Legislation to Provide In-State Tuition for Members of Tribal Nation
Tribe must be recognized by the US Bureau of Indian Affairs
State Representatives Nick Milroy (D-South Range) and Jeff Mursau (R-Crivitz), along with Senator Jeff Smith (D-Brunswick), are introducing legislation that would allow any tribal member in the nation to receive in-state tuition with the University of Wisconsin System. Each recipient must be enrolled with a tribe that is recognized by the US Bureau of Indian Affairs and must meet all admission standards to be eligible.
“The number of American-Indian students attending the UW System has declined by nearly half in the last 10 years, while enrollment of all other minority populations has increased,” said Mursau. “I am hopeful this bill will remove a barrier and attract more American-Indian students to pursue their studies in Wisconsin.”
“Legislation like this is crucial for numerous reasons,” said Kat Werchouski, an enrolled member of the Red Cliff Band of Lake Superior Ojibwe. “It removes barriers often encountered by Indigenous students when trying to pursue advanced degrees. It is far too often that I have to stand by the sides of students who are facing decisions about paying tuition versus rent, buying food, helping their families, or simply stopping their dream of bettering themselves through education. Supporting and passing this would be a game changer across Wisconsin and higher education. I would be honored to work in a state that can extend this sort of assistance to any student at a time where education is becoming more expensive, yet is sought after as a more marketable qualification by employers.”

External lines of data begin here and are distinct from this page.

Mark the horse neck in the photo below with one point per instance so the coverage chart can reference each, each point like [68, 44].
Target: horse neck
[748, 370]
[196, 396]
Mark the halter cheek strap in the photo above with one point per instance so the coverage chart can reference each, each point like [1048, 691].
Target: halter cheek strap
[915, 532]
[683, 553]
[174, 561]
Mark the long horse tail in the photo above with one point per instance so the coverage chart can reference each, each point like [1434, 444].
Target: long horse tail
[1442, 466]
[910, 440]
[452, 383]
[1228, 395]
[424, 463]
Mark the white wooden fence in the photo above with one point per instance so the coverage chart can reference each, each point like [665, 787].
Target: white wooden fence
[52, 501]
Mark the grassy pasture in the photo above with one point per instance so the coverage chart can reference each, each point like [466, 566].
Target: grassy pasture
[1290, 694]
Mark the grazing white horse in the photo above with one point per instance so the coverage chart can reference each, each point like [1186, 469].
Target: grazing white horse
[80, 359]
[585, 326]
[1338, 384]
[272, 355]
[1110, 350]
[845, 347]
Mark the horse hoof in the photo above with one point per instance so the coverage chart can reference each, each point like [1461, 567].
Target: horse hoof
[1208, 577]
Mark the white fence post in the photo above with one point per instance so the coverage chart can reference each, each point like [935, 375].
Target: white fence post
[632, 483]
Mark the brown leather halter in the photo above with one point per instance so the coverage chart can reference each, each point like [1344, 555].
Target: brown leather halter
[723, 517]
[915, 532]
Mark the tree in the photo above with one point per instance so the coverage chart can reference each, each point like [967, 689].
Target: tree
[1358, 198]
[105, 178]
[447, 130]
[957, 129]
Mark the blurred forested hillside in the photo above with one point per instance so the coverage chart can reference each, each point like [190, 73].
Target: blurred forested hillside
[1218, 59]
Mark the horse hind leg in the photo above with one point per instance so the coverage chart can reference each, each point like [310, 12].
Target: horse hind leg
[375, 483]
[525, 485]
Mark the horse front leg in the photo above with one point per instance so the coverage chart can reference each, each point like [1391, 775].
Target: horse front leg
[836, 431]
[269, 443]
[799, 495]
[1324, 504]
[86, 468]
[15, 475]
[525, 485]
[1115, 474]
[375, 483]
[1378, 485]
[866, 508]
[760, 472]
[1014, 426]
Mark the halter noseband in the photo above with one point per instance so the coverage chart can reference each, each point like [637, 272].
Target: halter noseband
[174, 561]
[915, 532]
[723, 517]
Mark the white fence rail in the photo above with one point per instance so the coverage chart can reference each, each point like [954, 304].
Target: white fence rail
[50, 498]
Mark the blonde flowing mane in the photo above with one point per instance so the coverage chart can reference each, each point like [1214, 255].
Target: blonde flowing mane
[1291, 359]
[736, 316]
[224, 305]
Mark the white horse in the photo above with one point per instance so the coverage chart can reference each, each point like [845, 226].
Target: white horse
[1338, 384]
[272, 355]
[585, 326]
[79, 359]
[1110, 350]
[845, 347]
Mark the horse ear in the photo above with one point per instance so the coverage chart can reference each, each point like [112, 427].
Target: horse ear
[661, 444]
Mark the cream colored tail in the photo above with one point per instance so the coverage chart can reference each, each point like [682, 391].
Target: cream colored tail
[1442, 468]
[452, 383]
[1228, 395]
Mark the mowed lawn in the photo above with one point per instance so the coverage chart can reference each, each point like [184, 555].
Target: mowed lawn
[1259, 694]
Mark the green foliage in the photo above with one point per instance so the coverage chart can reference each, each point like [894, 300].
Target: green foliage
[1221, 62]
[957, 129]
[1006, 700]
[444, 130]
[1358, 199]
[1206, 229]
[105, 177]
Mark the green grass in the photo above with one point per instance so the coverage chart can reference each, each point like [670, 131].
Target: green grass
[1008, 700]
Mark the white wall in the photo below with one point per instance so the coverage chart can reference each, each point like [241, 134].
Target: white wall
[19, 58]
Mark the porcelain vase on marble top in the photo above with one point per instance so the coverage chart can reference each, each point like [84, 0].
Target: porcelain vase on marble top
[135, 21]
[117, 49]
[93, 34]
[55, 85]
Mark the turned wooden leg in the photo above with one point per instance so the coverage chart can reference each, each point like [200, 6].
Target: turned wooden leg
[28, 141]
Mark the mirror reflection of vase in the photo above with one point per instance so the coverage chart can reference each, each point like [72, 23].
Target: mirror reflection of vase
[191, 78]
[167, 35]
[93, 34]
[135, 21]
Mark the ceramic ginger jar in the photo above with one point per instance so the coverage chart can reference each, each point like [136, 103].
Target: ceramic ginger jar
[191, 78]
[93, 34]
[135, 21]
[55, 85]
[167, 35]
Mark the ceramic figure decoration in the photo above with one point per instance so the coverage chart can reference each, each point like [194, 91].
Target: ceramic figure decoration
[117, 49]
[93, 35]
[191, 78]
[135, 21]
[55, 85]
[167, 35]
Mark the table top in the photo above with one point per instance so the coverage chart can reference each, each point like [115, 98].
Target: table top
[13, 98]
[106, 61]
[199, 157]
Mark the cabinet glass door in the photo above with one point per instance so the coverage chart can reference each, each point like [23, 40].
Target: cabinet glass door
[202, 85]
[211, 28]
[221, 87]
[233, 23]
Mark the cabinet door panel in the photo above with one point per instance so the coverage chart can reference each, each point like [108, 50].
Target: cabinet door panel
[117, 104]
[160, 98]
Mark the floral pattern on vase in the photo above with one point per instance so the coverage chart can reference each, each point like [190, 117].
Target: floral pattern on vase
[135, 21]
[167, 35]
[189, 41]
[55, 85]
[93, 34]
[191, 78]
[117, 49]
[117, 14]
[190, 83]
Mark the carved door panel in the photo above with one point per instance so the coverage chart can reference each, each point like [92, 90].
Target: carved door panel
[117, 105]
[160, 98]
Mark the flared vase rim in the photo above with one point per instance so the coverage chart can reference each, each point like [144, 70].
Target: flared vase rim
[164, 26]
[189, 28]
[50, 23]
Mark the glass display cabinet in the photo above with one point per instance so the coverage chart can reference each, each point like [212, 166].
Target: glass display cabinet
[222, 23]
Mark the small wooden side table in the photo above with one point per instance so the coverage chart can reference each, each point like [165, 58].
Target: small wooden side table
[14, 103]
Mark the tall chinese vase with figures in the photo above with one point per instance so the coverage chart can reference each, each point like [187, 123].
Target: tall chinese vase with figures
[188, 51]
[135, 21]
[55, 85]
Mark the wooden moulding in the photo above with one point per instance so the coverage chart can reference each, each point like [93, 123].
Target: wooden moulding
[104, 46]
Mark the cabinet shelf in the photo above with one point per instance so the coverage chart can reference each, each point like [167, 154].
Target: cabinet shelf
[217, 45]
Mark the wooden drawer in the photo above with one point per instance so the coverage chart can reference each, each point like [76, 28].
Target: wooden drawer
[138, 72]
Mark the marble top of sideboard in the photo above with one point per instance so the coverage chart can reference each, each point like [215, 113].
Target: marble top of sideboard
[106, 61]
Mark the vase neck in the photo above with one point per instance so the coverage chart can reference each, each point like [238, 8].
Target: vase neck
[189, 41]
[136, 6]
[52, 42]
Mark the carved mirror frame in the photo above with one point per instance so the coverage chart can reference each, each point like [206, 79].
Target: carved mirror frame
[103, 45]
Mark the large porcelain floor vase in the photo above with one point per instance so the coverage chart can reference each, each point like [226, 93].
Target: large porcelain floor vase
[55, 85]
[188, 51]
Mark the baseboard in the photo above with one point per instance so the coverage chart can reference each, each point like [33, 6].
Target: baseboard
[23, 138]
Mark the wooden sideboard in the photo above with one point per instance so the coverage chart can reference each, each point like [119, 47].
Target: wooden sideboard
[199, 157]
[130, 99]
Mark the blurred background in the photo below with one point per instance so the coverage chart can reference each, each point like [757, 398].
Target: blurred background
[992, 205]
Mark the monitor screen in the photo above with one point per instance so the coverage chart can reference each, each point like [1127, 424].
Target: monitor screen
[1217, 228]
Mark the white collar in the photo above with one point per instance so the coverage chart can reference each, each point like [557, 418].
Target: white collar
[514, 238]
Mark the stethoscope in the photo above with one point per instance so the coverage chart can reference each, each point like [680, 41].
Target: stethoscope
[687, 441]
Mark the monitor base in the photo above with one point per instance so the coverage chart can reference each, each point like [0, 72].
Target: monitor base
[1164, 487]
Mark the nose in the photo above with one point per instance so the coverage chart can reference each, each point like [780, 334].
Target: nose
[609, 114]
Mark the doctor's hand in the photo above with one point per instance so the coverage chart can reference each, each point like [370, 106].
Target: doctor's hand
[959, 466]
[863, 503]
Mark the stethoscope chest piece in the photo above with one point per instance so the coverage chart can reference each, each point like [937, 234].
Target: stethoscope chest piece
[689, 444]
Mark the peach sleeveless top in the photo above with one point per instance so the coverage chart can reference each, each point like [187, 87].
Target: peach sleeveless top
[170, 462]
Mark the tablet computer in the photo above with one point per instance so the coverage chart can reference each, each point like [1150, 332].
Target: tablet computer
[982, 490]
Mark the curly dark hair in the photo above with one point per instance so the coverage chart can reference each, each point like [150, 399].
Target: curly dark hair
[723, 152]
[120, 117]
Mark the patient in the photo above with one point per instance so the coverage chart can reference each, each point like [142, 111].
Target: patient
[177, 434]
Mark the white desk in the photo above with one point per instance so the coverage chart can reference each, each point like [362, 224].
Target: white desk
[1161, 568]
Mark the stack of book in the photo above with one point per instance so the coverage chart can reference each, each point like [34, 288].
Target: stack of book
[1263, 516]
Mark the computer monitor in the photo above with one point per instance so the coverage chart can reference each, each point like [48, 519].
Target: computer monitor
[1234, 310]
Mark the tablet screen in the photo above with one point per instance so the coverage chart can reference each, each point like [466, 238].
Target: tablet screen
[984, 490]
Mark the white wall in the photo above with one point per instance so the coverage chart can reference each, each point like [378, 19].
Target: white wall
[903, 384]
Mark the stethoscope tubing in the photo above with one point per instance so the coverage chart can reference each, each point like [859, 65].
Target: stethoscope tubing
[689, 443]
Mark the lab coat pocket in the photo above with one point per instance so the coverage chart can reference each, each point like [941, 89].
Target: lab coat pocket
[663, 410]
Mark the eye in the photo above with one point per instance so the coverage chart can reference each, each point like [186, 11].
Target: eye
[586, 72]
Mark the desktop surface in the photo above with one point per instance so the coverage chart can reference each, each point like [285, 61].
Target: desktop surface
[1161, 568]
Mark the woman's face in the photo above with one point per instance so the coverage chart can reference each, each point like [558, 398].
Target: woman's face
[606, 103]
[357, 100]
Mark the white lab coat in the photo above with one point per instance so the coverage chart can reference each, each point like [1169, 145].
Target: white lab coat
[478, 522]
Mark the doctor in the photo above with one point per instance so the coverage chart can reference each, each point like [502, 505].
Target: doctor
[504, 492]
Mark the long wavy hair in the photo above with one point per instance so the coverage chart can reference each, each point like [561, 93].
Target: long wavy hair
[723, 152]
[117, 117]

“Throughout the 19th century, individuals from many of these tribal nations were forcibly removed or coerced to leave their homelands by the United States government,” said Milroy. “Many of these ancestral tribal members originally called Wisconsin home. Granting in-state tuition will remove a barrier to higher education, increase diversity on our campuses, and will be a step toward reconciliation.”
“Now, more than ever, our campuses need to recognize the contributions and benefits of tribal members pursuing an affordable higher education degree,” said Senator Smith. “This commonsense bill opens the door for more tribal member students to attend Wisconsin’s world-class public universities. Not only will this legislation provide a great opportunity for First Nation students, but it will also enrich the academic experience for all students on campus.”
“I comment as an alumna of the University of Wisconsin-La Crosse, as Professor Emerita of UW-Extension, as an Honorary Fellow of the UW-Madison School of Human Ecology, and as a citizen of the Bad River Band of Lake Superior Ojibwe,” Patty Loew added. “I wholeheartedly endorse passage of a new exemption for students who are members of tribal entities recognized by and eligible for funding and services from the federal Bureau of Indian Affairs. As a land grant university, we owe a considerable debt to the Indigenous people of the land that became Wisconsin. Many of us have worked for years to receive this small concession of in-state tuition for the citizens of First Nations. It is an important gesture that begins to address the sacrifice Native Americans made so that the people of Wisconsin could prosper.”